Returns a new bag containing only elements for which fun returns a truthy value.

Returns the first (smallest) element in the bag, or default if the bag is empty.

Returns the first (smallest) element in the bag. Raises Xb5.EmptyError if the bag is empty.

Returns the smallest element strictly greater (larger) than value, or :error if none exists.

Returns the 0-based index of value in the bag, or nil if not present. Runs in O(log n) time.

Returns the 0-based index of value in the bag. Raises KeyError if not present. Runs in O(log n) time.

Returns the last (largest) element in the bag, or default if the bag is empty.

Returns the last (largest) element in the bag. Raises Xb5.EmptyError if the bag is empty.

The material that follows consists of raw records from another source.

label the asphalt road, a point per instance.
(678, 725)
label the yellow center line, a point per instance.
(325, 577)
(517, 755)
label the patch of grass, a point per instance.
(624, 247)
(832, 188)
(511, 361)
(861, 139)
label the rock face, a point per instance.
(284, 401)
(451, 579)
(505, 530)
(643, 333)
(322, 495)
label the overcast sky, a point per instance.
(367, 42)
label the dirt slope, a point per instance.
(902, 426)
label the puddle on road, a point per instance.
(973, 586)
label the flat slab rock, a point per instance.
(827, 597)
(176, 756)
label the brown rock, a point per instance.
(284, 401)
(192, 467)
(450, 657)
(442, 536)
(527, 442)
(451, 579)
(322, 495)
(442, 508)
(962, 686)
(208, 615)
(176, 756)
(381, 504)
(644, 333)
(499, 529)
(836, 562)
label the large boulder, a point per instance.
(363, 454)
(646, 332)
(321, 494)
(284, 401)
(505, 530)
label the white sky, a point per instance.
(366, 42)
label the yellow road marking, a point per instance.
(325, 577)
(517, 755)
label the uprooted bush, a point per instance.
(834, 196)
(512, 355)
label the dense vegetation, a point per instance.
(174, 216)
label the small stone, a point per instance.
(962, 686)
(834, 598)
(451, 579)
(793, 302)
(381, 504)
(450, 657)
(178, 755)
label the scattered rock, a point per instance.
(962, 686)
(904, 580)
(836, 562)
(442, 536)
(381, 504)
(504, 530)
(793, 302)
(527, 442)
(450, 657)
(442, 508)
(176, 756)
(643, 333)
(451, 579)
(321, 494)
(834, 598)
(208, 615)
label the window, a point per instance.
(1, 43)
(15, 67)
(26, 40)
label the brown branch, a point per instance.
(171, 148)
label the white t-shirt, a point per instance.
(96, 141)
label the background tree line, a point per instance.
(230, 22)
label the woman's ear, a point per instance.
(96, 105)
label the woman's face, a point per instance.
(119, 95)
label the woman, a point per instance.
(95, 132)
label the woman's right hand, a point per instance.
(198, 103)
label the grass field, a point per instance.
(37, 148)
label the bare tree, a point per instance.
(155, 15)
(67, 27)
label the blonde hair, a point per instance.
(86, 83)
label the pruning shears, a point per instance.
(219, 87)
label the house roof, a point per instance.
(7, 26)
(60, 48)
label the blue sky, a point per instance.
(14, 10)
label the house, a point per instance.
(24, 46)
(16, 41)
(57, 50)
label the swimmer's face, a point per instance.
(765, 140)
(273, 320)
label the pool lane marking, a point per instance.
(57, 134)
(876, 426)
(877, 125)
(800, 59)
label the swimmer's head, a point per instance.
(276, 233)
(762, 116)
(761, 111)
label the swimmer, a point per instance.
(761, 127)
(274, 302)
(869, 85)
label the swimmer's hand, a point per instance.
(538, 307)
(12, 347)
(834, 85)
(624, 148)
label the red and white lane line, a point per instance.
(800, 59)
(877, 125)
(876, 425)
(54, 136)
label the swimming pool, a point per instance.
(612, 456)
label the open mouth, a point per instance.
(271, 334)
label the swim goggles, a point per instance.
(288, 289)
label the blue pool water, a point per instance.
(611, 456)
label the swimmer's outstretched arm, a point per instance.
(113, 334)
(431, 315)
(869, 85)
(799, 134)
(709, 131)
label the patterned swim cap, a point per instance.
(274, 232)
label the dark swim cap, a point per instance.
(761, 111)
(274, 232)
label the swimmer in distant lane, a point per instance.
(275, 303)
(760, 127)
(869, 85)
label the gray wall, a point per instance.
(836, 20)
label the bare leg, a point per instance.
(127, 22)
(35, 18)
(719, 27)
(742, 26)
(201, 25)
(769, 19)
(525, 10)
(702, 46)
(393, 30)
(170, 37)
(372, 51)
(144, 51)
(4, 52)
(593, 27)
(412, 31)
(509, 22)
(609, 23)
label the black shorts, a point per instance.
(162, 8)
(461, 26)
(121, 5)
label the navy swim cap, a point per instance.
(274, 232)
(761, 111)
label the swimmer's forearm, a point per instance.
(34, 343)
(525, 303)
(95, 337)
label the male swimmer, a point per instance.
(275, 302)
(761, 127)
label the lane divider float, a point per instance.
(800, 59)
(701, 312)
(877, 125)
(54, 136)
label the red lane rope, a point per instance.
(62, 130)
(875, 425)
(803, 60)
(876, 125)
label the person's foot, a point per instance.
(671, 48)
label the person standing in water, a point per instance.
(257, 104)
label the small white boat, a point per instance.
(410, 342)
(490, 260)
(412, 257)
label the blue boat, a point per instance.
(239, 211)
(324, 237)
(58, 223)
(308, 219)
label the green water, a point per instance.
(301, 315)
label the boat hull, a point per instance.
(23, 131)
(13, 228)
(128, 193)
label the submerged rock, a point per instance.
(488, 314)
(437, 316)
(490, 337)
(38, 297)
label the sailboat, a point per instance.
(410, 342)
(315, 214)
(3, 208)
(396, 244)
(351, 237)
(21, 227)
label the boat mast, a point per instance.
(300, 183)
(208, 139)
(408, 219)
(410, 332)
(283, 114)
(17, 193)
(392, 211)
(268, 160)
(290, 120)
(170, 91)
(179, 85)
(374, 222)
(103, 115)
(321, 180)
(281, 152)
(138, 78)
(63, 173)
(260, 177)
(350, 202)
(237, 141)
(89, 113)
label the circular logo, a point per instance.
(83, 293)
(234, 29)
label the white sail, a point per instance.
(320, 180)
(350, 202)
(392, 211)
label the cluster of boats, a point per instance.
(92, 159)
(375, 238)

Returns the largest element strictly less (smaller) than value, or :error if none exists.

Checks if bag contains value. Membership is tested using ==, not ===.

Merges two bags into a new bag containing all elements from both, preserving duplicates.

Returns a new empty bag.

Creates a bag from an Erlang :xb5_bag term or an enumerable.

Creates a bag from an Erlang :xb5_bag term or an enumerable via the transformation function.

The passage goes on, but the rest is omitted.